Nous savons, enfin, de délicats lettrés qui esquisseront une grimace de dégoût devant ce qu’ils appelleront un roman-feuilleton. Un roman-feuilleton fait avec de la vie et du sang, encore chaud de toute la douleur humaine. Ces Messieurs préfèrent s’intéresser aux gestes de Corydon.

Laissons les uns et les autres patauger dans la fiente de leurs critiques. Il nous suffira d’avoir éveillé l’intérêt et heurté la pensée des hommes qui sentent et qui savent raisonner. Car ceux-là verront avec netteté les causes profondes, les causes vraies des conflits qui, périodiquement, dressent des intelligences agissantes contre la société.



La période des Bandits tragiques et des illégalistes n’est du reste pas tout l’anarchisme et tous les anarchistes.

L’anarchisme a une source lointaine et ses lettres de noblesse. Les pères de l’anarchie, ce furent, sans vouloir remonter jusqu’aux utopistes, des sociologues et des écrivains qui s’appelaient Charles Fourier et Proud’hon. Mais, chez ces rêveurs, l’anarchisme ne fut que théorie, spéculation. L’action anarchiste se développa du jour où Bakounine apparut et livra bataille à Karl Marx. Elle se précisa lorsque l’Internationale socialiste jeta à la porte ses frères indisciplinés.

Au début, l’anarchisme n’est que du socialisme anti-autoritaire. Il combat l’État et le parlementarisme. Il est conduit, surtout, par un âpre besoin de critique. Mais, peu à peu, il se scinde en diverses chapelles. On voit pointer le nez de l’individualisme. La critique tourne en rond et s’exerce sur les idées anarchistes elles-mêmes. Stirner, Nietzsche se mêlent à la danse et font un singulier vis-à-vis à Reclus et à Kropotkine.

Lentement les déviations monstrueuses s’accusent.

Au cours de la période ravacholienne, c’est encore l’idéalisme qui domine.
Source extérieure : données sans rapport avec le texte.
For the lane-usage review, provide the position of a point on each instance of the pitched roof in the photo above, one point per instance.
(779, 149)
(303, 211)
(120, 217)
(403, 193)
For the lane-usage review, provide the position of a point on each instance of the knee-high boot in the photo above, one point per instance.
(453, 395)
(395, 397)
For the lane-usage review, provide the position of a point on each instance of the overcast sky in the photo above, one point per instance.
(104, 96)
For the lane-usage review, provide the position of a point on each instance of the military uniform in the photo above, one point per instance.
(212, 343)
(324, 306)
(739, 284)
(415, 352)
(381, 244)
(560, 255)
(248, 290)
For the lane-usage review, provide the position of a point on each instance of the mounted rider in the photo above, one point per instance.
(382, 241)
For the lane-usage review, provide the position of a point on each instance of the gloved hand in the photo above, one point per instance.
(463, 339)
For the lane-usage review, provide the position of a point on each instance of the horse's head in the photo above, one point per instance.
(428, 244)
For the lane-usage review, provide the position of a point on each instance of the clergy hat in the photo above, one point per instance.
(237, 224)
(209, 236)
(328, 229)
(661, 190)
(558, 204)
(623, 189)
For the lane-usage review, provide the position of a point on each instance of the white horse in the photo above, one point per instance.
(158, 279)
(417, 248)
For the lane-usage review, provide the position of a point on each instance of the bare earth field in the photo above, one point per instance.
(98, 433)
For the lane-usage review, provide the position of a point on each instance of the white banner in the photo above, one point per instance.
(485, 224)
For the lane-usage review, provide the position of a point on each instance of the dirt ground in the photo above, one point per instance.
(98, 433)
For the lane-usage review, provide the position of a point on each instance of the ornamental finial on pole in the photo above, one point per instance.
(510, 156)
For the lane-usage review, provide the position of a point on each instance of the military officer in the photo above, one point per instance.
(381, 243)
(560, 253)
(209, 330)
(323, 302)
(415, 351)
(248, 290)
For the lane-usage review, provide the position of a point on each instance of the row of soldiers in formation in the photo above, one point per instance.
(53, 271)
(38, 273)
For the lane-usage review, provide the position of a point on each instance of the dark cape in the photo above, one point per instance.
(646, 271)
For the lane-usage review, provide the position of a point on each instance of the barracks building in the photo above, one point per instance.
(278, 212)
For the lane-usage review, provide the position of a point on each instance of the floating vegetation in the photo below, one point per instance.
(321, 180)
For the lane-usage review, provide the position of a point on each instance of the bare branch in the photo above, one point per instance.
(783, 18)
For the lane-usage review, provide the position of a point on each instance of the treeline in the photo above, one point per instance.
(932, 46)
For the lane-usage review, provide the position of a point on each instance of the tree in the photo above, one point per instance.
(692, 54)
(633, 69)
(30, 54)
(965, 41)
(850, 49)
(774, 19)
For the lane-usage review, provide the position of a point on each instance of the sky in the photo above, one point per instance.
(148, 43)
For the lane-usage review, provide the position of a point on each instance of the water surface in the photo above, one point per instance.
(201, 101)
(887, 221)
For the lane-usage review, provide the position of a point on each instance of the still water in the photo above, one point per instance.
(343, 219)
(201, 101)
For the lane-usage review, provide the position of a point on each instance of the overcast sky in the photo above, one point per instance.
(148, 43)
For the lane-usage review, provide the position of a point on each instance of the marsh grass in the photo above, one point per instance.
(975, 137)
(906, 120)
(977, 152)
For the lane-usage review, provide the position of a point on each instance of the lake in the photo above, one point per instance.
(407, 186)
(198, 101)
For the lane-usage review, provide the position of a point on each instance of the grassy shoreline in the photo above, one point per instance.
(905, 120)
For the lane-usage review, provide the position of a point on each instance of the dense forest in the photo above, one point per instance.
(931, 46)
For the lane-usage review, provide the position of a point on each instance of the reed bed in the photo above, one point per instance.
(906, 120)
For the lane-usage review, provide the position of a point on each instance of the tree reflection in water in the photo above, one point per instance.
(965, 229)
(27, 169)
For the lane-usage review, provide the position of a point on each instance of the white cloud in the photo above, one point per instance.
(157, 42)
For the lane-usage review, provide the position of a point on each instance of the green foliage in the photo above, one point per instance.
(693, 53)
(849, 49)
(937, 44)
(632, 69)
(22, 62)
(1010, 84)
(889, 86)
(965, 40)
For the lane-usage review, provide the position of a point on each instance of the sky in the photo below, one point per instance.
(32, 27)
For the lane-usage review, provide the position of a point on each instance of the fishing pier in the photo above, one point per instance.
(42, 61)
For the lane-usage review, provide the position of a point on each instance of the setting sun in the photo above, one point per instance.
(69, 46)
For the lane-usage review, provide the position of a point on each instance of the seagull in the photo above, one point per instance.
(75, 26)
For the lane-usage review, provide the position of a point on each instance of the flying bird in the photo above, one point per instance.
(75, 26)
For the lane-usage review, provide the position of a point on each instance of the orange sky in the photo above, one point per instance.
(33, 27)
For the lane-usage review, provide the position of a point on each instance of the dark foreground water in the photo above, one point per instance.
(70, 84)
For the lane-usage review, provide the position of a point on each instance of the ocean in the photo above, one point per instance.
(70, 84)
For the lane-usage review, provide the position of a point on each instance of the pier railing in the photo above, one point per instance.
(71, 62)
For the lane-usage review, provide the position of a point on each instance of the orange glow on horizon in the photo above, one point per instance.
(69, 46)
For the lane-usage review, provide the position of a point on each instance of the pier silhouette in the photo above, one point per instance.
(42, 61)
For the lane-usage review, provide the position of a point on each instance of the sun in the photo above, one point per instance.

Les Ravachol, les Vaillant, les Caserio, les Émile Henry entendent combattre les mauvaises forces sociales et l’organisation collective arbitraire. Mais cette époque, close, après tant de prisons et de bagnes peuplés, l’égoïsme illégaliste s’affirme. Il se complique de scientifisme primaire. Les ravages sont incalculables. L’anarchiste tombe dans mille travers.

D’abord, il rejette l’Utopie Révolution. La masse ne compte pas plus à ses yeux que l’avenir. Il veut vivre et tout de suite. Et après quelques tâtonnements, il se jette, l’arme au poing, contre la société qui le relègue dans le rang des parias.

Et c’est la tuerie, le duel effroyable entre une poignée de téméraires et toutes les forces sociales constituées.

Cerveaux faibles, dira-t-on. Esprits surchauffés, grisés par le mauvais vin des lectures hâtives. Sans doute. Mais examinez la caverne sociale dans laquelle s’étiolent ces hommes. Pesez les inégalités, les injustices, l’intolérable opulence d’une minorité jouissante face à la misère morale et matérielle du plus grand nombre plongé dans les geôles du travail qui tue… Oui, voyez tout cela. Scrutez le visage angoissé et grimaçant de notre admirable Société… Et vous aurez découvert, en dehors des causes purement accidentelles, la vraie logique et la seule explication des Bandits Tragiques.